Hydraulic properties of fractures are most often assumed, or inferred from in situ measurements of air permeability. To provide a data set of measured hydraulic properties of fracture networks in a welded tuff, small benches were carved into the walls of tunnels in the underground Exploratory Studies Facility in the potential repository horizon (the Topopah Spring Tuff) at Yucca Mountain, Nevada. A tension infiltrometer was used to measure the bulk hydraulic conductivity of the fractured tuff at tensions between 0 and approximately 30 centimeters. The saturated hydraulic conductivity tended to be lower than in situ air permeability measured in the same rock unit. The unsaturated hydraulic conductivity stayed relatively high under tensions less than 15 centimeters and was reduced by almost two orders of magnitude under tensions greater than 30 centimeters. The decline in hydraulic conductivity was not smooth but occurred in a stair step manner.
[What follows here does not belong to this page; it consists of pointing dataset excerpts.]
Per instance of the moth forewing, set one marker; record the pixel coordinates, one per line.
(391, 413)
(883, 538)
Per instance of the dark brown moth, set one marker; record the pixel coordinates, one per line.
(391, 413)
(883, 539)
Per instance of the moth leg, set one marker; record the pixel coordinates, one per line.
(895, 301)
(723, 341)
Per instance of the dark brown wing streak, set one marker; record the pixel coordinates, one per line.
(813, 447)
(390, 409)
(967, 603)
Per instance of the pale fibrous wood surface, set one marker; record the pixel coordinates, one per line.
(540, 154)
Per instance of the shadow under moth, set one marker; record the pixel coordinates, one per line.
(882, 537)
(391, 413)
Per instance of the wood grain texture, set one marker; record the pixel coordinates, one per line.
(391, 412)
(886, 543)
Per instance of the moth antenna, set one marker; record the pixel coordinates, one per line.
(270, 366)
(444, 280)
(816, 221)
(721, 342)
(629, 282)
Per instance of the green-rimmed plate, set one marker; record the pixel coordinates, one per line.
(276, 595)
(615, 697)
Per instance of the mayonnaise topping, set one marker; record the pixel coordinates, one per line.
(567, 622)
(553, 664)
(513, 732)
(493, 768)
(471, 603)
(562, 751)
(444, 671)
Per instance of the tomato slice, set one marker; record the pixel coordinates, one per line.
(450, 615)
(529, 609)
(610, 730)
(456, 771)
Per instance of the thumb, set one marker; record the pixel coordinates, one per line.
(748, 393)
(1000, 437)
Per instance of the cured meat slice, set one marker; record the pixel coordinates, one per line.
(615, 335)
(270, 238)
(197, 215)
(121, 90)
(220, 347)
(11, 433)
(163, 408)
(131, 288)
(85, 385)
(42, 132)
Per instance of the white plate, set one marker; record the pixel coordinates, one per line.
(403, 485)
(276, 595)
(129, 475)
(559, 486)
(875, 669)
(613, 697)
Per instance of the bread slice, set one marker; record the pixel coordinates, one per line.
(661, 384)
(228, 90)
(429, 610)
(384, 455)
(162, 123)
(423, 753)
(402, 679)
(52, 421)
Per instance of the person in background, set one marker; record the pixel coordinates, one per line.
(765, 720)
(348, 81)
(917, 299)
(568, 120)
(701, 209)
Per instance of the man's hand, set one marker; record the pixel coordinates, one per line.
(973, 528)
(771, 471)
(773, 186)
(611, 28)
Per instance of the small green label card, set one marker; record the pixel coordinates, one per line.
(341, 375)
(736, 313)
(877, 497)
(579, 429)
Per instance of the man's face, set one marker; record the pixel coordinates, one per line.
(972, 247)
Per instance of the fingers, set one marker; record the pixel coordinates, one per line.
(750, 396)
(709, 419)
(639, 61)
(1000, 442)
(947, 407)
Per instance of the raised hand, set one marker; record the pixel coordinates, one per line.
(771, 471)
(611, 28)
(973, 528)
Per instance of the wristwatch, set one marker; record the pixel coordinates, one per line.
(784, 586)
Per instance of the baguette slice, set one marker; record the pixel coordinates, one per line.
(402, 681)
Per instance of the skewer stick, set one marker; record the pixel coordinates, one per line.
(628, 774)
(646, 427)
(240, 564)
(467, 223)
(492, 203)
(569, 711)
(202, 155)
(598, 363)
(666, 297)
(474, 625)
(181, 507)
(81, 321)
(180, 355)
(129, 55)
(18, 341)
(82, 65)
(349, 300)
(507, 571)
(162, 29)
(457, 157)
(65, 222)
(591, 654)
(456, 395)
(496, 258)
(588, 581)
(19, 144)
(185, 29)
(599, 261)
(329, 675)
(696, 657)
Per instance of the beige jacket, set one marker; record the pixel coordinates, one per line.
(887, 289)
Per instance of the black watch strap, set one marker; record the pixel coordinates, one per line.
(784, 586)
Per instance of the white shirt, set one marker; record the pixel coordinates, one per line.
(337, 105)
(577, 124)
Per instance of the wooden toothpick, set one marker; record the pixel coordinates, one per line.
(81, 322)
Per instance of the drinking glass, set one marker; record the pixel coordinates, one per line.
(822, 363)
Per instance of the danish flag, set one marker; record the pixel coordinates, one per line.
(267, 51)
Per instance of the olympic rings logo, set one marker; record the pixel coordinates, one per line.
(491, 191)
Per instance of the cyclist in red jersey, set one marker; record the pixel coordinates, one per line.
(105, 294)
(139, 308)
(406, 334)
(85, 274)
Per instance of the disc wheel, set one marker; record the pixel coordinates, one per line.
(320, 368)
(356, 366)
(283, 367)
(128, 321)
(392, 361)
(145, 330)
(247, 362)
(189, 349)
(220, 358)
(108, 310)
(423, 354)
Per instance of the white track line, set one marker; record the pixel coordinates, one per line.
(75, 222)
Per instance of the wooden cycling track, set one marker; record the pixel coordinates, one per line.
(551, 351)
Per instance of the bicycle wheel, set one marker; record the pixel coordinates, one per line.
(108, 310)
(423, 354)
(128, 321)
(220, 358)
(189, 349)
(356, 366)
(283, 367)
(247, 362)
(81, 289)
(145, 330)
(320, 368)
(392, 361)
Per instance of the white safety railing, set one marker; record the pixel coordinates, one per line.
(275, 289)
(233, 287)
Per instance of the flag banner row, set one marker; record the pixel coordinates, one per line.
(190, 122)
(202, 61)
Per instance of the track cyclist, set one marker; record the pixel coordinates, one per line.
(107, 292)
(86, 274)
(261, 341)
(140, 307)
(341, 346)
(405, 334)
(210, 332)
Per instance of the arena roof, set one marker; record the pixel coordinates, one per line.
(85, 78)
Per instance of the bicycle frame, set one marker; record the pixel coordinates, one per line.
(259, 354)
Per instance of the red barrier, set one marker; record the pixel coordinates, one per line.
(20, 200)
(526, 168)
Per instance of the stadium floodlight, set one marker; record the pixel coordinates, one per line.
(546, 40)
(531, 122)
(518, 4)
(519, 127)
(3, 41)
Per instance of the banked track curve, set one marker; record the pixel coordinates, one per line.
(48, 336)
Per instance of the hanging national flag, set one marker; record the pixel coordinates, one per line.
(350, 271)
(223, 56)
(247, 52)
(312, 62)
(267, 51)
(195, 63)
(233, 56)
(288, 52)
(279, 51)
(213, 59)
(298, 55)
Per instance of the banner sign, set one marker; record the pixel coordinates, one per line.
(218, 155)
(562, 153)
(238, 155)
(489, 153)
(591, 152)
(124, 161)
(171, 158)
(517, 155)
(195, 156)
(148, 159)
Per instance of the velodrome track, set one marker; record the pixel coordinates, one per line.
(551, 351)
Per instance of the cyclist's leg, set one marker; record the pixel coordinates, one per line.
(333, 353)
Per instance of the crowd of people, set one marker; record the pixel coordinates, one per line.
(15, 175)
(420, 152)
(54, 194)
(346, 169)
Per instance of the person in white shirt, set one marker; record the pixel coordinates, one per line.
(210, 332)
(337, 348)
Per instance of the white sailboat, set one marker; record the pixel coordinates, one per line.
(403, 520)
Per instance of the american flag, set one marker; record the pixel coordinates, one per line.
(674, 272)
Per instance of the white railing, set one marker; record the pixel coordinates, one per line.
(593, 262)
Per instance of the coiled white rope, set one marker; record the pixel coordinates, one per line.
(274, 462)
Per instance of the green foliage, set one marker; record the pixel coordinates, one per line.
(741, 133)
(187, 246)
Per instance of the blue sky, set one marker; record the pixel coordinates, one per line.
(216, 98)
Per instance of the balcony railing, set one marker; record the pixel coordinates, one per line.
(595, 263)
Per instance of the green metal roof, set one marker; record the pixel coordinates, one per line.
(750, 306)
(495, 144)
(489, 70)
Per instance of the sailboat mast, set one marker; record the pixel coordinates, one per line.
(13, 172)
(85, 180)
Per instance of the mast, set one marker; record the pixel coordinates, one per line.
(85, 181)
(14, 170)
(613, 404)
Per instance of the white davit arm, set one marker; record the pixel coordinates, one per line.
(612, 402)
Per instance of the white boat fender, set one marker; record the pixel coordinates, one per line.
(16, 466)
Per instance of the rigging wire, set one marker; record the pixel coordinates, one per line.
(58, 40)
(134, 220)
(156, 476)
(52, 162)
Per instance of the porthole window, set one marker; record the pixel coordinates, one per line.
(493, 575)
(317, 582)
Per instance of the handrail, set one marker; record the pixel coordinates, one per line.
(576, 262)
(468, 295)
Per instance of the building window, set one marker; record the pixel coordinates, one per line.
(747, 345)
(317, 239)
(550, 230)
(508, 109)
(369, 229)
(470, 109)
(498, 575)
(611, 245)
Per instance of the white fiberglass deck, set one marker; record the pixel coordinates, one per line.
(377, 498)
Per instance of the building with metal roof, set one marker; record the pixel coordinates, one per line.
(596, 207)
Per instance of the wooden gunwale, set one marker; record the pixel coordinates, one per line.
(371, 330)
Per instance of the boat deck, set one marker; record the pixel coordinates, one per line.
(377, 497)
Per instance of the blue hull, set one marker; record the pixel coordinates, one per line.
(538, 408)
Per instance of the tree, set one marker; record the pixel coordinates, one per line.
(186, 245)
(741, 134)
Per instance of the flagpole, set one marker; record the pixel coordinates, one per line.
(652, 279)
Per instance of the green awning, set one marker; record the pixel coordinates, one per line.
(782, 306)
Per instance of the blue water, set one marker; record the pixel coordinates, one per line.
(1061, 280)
A fracture flow simulator (VSFRAC) was used to develop a variety of unsaturated hydraulic conductivity curves for simulating the measured data. The fracture apertures simulated were assumed to have a known mean fracture aperture, a known coefficient of variability of the fracture aperture, and a spherical variogram with a known correlation length for the variable fracture aperture. These variables were selectively changed to determine if one set of fracture properties could describe the measured unsaturated hydraulic conductivities. No single fracture property could reproduce the measured data, although a combination of progressively smaller fractures from a mean aperture of 150 micrometers to less than 25 micrometers could be combined to reproduce the data. This analysis suggests that a composite of fracture properties may be necessary to simulate a fracture network that would conduct water under varying tensions.